In my time there I became friends with some of the families who lived in the nearby houses and was introduced to the fellow organ-enthusiast and collector named Oddvar. Being one of the stand-in organists, he was able to give me access to the local church down the road. So it was in Hadselkirke, a beautiful octagonal wood construction from the early 1800s, where for the first time in my life I sat at the keys of a real church organ. For the following two months I would come and go from the church with my microphones and tape machine, working out songs through the dark and snowy nights.
I worked hard on the music, lost in a trance and stumbling blindly through my own mental collapse that I had been pushing aside since I was a teenager. It came and rang me like a bell. I was left agonising many things past and present while the beauty of the nature, the northern lights and fearsome storms played an awesome show around me. The few hours of light would expose the unfathomable beauty of the mountains and the fjords, and the hours-long twilights would fill me with subdued excitement. I’d like to believe that scenery is somehow present in the music.

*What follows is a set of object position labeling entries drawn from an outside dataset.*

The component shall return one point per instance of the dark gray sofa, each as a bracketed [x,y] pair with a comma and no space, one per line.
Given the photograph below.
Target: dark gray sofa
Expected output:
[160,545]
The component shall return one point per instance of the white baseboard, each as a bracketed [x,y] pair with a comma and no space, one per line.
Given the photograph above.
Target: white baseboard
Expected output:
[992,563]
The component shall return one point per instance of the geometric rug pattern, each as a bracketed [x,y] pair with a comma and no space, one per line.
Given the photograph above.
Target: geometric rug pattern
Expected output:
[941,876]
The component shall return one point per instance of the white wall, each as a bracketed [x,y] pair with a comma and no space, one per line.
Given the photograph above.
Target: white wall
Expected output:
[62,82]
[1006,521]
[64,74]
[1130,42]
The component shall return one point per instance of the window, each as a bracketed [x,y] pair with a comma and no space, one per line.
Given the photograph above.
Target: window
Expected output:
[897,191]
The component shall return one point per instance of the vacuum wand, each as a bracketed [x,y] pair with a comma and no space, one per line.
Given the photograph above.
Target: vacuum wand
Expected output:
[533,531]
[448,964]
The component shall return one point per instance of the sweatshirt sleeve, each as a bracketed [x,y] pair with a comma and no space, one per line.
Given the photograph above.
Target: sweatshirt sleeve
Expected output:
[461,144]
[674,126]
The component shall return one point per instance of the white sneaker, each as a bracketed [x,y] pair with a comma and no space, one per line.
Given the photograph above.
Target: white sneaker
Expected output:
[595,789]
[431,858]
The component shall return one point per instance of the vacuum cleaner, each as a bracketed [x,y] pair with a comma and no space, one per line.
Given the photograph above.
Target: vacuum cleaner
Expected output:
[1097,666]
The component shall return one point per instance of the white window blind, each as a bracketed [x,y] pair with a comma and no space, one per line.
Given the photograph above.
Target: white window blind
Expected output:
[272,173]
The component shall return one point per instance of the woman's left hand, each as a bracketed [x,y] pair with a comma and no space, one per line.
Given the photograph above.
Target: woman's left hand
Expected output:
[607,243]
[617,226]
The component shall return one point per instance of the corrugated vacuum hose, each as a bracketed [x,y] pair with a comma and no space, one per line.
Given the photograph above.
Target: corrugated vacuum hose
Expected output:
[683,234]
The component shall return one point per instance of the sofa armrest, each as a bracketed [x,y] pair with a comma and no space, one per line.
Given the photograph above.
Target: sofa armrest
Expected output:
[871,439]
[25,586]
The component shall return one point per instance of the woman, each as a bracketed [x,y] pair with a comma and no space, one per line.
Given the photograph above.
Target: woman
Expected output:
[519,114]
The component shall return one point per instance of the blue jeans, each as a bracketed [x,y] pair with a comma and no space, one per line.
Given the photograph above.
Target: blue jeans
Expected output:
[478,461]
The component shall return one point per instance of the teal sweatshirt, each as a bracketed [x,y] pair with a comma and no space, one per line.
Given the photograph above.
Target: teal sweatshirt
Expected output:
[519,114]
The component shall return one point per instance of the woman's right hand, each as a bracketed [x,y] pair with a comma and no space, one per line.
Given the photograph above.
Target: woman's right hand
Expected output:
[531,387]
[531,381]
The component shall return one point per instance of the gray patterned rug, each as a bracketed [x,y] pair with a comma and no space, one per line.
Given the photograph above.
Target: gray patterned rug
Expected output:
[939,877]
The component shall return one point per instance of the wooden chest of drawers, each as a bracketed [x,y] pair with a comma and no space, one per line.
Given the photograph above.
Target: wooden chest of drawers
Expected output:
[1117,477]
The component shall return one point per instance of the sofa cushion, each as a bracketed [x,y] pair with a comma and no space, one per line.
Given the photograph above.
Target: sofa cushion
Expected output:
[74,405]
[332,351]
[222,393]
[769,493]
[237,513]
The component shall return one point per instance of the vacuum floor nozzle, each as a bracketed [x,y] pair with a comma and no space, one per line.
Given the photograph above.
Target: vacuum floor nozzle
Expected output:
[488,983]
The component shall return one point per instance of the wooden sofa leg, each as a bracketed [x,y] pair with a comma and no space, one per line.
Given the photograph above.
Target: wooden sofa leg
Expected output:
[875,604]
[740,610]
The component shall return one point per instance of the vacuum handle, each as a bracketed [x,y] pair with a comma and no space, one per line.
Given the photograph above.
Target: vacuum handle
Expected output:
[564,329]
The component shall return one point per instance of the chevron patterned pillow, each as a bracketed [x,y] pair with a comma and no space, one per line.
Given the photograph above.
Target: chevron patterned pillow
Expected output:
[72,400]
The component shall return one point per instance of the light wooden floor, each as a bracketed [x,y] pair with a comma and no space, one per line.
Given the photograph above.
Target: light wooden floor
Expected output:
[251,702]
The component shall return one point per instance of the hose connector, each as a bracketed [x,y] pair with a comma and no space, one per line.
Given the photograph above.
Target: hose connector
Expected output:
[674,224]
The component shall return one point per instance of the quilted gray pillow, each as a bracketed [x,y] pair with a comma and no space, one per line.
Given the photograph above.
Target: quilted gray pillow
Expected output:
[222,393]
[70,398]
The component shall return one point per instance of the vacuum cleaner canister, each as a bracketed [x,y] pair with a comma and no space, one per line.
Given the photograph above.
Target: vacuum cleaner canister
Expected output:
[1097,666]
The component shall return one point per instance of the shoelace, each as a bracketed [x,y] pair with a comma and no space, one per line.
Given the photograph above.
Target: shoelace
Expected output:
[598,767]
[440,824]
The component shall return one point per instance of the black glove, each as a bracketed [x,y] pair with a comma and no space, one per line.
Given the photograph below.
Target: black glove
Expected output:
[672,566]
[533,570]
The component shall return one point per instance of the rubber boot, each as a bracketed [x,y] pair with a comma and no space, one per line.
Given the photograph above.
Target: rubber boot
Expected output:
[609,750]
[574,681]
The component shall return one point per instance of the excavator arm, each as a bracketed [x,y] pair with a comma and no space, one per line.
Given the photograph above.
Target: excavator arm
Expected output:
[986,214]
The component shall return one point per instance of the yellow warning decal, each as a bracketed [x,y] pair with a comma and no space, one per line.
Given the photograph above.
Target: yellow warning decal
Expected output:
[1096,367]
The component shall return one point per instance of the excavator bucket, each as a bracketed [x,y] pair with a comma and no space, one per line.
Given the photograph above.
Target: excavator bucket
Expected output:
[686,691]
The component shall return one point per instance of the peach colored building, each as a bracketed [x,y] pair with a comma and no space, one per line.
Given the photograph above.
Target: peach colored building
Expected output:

By the time I returned to Berlin the world closed down on itself for covid lockdowns. To me that was simply an invitation to hunker down in my attic studio / apartment in Lichtenberg to finish what I started in Norway. I rediscovered the baritone uke, an instrument I had bought but never really used before, as a perfect accompaniment for the warm pump organ drones. Now finally having a proper studio space again, I had my French horn along with other instruments shipped out from storage in New York to add to the sound. And that’s when HADSEL started to take shape. Where I normally may have called on the band for help fleshing out the songs, I instead decided on returning to the DIY approach of my first record, layering hand drums and shakers on top of old drum machines and the strange synth percussion sounds I had created in Norway. I determined a course of self-reliance to be best, partly due to covid’s interference in travel, and partly to prove to myself I could somehow manage on my own again.”